Friday, January 03, 2014

fred

i want to write about my father, talk about him, talk to him, say all the things i wish i said before, take back half of what i did say+do...but i can't. cyah take back, cyah go forward, and when i try to write, words fail. my whole brain fail. whole self fail.
i knew my father was an alcoholic before i hit double-digits. i was the one present for the majority of his hallucinations, was with him and my mother for most of his hospital stays. we barely spoke 10sentences in the last 18months, until a week before he died when he was diagnosed with stage4 cancer and i decided not to let his alcohol problem steal our last few months together. within days of us reconciling he was dead. no months. not even weeks; just 5days. and on day5 he could barely speak because the struggle to breathe was too much; it took him 8hours to drink 6ounces of water, one tiny sip at a time dribbled into his mouth from a plastic juice bottle like the ones he tried to hide alcohol in, by my terrified hand...
my father lied. my father chose his vices over me. but my father ironed my diapers. my father taught me to speak, to read+write, to love music+literature; he gave me myself. he talked to me like a real person from jump, so much so that friends passing him on the road were convinced he was mad, conversing with himself nonstop while driving, unable to see baby-me taking in every single word. my father taught me logic, to prize intelligence, to always make informed decisions and to never sign anything without reading+understanding it completely. my father is brilliant. was brilliant.
was brilliant.
my father taught me so well he knew he could let me read any+everything from his personal library and beyond by the time i was 10 because i could handle it, because he taught me more(+better) than any school ever did or could. and i am my father's child. when i got in trouble in primary school it was for reading jeffrey archer, robert ludlum, james clavell, stephen king, under my desk because i was already miles ahead of the rest of my class and would rather read than make mischief...so many books confiscated until the end of term; but his library was bottomless, and they couldn't stop me. my father taught me that too.
my father's music collection was so good i didn't really acquire my own until i left home and missed stevie wonder and hugh masakela and andre tanker and michaels- both george+jackson- so severely i had to binge-shop to replace a.s.a.p. what i had left behind, feeling lost and empty without fred's fela kuti and stalin and shadow and rudder. i didn't know how much i loved my father's music until i couldn't just go downstairs and put needle to vinyl and hear tiny dancer and madman across the water at will anymore.
i am my father's daughter. even now. my father is dead and i am lost and all i can think of is another of our shared loves, curtis mayfield, who automatically became the mental soundtrack for this larger-than-life moment because of a song among my favourites, a song i funking along to for most of my life without realising the irony of me singing those lyrics, now a loop playing over+over in my head...freddy's dead...and now nobody will ever say my name right again.

walk good.

4 Comments:

Anonymous Joshua Gray said...

A beautiful tribute.
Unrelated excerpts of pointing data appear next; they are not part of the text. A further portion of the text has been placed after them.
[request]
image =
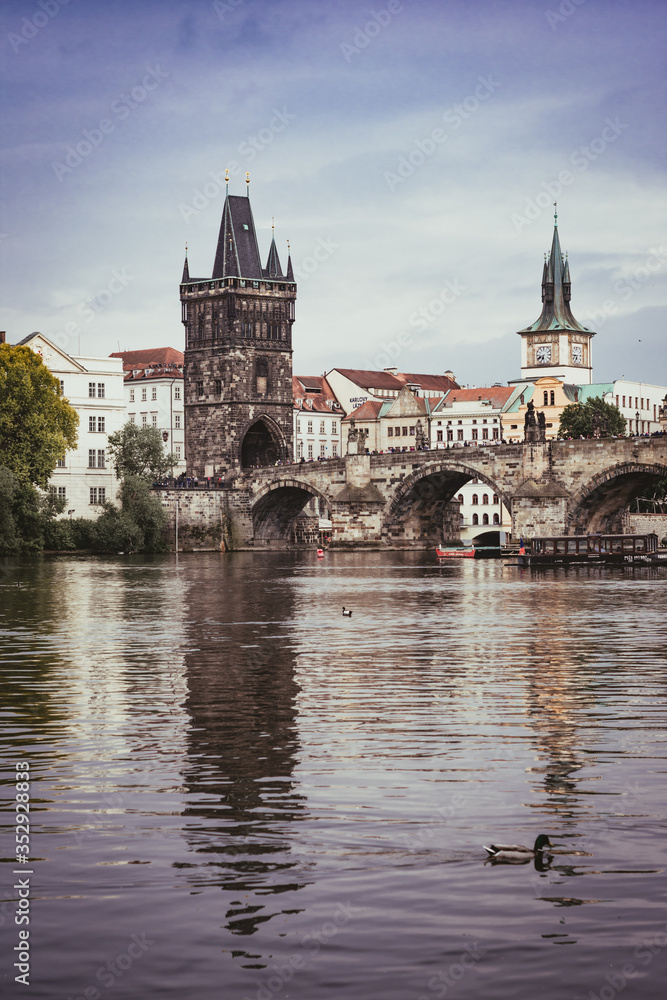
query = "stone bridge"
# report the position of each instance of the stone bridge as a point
(404, 500)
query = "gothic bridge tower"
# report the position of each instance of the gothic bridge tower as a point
(238, 352)
(556, 343)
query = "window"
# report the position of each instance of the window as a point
(262, 376)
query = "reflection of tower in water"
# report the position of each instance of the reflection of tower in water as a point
(242, 744)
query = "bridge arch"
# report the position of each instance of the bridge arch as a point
(277, 505)
(418, 508)
(262, 442)
(598, 505)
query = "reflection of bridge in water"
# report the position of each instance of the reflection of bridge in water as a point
(404, 500)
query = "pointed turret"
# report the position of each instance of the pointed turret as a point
(556, 290)
(237, 255)
(273, 269)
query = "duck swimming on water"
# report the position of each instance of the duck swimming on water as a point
(517, 852)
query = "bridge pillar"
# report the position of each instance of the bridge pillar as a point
(539, 509)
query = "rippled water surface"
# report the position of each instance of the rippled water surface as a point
(238, 793)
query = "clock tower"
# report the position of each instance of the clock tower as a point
(556, 344)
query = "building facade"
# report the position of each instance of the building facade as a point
(318, 420)
(154, 396)
(238, 353)
(85, 478)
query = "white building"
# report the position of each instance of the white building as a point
(94, 387)
(317, 419)
(154, 395)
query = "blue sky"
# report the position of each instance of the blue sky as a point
(409, 150)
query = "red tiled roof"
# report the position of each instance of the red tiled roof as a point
(150, 355)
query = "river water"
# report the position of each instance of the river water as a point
(238, 793)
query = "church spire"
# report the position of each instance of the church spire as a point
(556, 289)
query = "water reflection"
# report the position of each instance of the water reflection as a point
(242, 747)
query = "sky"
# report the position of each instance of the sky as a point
(409, 150)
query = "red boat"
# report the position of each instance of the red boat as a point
(454, 553)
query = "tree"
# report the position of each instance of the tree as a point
(138, 451)
(37, 426)
(580, 419)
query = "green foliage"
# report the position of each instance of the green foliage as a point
(578, 419)
(139, 451)
(37, 426)
(137, 526)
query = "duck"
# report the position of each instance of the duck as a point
(517, 852)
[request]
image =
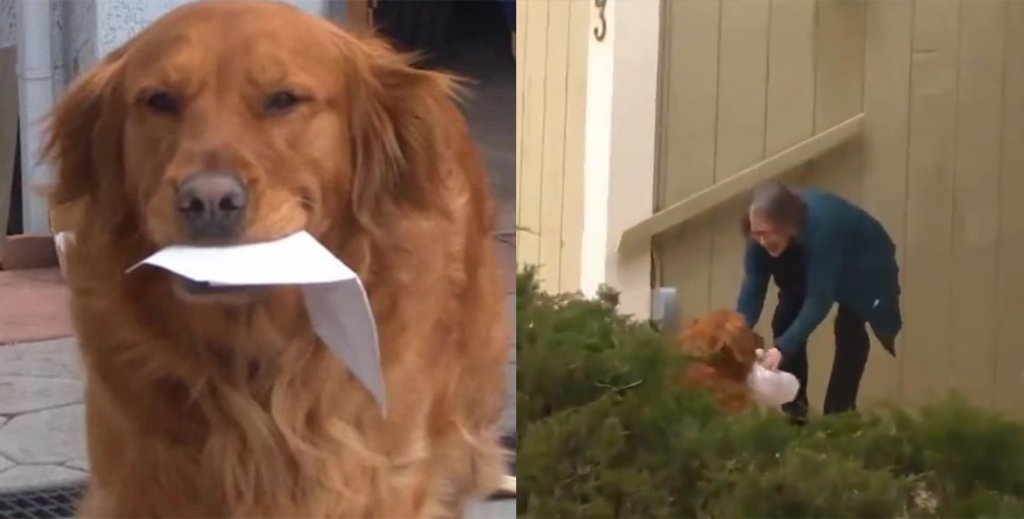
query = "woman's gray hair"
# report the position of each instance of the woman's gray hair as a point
(777, 203)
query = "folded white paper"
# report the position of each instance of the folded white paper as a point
(335, 299)
(771, 388)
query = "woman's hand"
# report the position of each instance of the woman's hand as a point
(772, 358)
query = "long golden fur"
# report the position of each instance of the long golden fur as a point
(724, 350)
(232, 407)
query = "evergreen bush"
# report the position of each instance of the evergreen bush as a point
(606, 429)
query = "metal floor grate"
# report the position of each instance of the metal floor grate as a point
(52, 503)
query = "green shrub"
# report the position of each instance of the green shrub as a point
(606, 429)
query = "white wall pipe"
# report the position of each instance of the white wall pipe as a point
(35, 73)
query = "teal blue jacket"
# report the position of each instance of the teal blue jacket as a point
(849, 259)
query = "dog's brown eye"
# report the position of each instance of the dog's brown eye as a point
(162, 102)
(281, 101)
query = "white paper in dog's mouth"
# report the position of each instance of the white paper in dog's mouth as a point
(335, 299)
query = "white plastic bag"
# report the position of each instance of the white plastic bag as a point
(771, 388)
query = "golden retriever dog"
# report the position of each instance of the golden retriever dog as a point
(724, 351)
(238, 122)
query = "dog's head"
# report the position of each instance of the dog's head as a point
(236, 122)
(722, 341)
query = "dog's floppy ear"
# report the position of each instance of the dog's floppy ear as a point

May he Rest In Peace.

12:54 pm  
Blogger m.jamesphotography said...

Wow! I never meet your father, but truly wish I had the chance to converse with him..even if it was for a minute. Like Joshua said, this is a beautiful tribute to your father. Sending my love to you and your family.

4:07 pm  
Blogger willl said...

thank you for the glimpse...

10:31 am  
Blogger Nigel A. Campbell said...

This is a moving obituary. Honest and clear. As you say, walk good.